Beetroot juice boosts athletic performance, research reveals
Beetroot is gaining recognition as a performance-enhancing supplement for athletes, particularly runners and cyclists. A comprehensive review in 2020, encompassing 80 clinical trials, revealed that beetroot juice consumption offers significant performance benefits. In competitive sports where every second or centimeter matters, the advantages linked to beetroot intake can be substantial. For example, in a 16.1km cycling time trial, beetroot-related benefits equated to shaving off 48 seconds.
Beetroot juice's effectiveness varies among athletes
Despite the overall positive findings, the 2020 review also discovered that beetroot juice did not yield performance benefits for women or elite athletes. This discrepancy could be due to an insufficient number of participants from these groups in the study. A subsequent systematic review in 2021, focusing on endurance athletes and comprising 73 studies, echoed similar results. Beetroot supplementation improved their time to exhaustion by an average of 25.3 seconds and increased the distance traveled by 163 meters.

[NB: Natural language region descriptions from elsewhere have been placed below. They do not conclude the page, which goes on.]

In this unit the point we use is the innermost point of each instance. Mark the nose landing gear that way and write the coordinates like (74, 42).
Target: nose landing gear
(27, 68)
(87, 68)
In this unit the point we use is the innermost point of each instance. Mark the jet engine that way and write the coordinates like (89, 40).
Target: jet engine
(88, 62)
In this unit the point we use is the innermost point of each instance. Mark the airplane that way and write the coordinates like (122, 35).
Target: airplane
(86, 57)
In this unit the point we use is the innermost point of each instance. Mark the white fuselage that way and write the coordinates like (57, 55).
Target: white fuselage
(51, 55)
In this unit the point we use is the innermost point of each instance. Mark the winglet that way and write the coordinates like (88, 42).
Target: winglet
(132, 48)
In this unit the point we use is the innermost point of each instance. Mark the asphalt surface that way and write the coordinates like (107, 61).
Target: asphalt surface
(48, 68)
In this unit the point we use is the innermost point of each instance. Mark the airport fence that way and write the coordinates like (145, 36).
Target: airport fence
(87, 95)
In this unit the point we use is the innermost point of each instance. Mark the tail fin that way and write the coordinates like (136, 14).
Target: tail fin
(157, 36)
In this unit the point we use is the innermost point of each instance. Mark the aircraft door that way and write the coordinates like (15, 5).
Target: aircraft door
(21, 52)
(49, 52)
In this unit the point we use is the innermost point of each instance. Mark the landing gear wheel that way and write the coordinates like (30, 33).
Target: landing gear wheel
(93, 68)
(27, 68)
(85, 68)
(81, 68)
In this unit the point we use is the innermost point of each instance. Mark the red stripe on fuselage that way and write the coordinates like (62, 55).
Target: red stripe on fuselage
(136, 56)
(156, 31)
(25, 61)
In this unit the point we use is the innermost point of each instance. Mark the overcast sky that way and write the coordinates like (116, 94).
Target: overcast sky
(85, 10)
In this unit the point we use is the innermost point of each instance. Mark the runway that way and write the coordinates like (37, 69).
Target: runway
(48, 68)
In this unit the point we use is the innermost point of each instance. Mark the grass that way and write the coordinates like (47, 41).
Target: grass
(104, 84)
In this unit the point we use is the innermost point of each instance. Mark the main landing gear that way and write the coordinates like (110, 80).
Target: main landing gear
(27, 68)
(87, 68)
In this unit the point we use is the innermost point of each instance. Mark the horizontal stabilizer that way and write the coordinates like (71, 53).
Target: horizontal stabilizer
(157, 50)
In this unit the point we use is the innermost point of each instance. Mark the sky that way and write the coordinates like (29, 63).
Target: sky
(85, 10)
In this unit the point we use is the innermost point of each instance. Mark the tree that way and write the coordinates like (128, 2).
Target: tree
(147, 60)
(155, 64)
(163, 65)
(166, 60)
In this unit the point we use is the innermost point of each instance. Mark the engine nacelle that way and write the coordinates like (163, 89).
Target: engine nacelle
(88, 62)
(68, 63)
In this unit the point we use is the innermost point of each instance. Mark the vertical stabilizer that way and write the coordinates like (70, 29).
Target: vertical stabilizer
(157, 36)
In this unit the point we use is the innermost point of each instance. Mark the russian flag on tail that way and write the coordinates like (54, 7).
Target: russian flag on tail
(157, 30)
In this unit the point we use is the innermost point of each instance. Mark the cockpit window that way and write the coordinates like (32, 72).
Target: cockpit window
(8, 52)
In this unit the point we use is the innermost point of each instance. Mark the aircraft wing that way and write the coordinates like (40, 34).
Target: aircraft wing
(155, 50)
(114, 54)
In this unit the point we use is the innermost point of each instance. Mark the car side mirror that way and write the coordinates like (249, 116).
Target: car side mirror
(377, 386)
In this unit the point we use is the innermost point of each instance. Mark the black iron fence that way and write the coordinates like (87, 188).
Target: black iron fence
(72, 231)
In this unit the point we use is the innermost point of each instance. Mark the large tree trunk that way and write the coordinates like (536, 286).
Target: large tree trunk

High nitrate content in beetroot enhances athletic performance
The International Olympic Committee has recognized beet juice as a legitimate sports food. The performance-enhancing properties of beetroot are primarily due to its high nitrate content. When consumed, nitrate is converted into nitrite by mouth bacteria and then transformed into nitric oxide under the stomach's acidic conditions. This process results in the dilation of blood vessels, facilitating quicker oxygen delivery to muscles and consequently reducing energy expenditure during exercise.
Australian Institute of Sport endorses beetroot supplementation
The Australian Institute of Sport (AIS) has classified beetroot as a Group A supplement, indicating strong scientific evidence supporting its use in specific sporting situations. The AIS recommends beetroot supplementation for exercises and competitive events lasting between four hours and 30 minutes and team sports involving intermittent exercise. For optimal performance benefits, the AIS advises that the beetroot product should contain between 350-600 mg of inorganic nitrate and be consumed two to three hours before training or competition.
Maintaining nitric oxide levels through vegetable intake
While it's challenging to consume enough nitrate directly from vegetables before an event, consuming five servings of vegetables a day can help maintain elevated nitric oxide levels in the blood. High-nitrate vegetables include celery, rocket, spinach, endive, leek, parsley, kohlrabi, Chinese cabbage, and celeriac. Additionally, it is advised to avoid using antibacterial products like mouthwashes, chewing gums, or lollies, as they kill the bacteria in mouth needed to convert nitrate to nitrite.
Potential downsides of beetroot consumption for athletes
While beetroot powder and beetroot juice have become popular "functional foods" for enhancing athletic performance, it also has potential downsides. Beetroot consumption can cause urine turn red, complicating the determination of dehydration. Some individuals may experience an upset stomach after consuming beetroot juice. Therefore, athletes are advised to try drinking beetroot juice during training to identify any potential issues before a competitive event.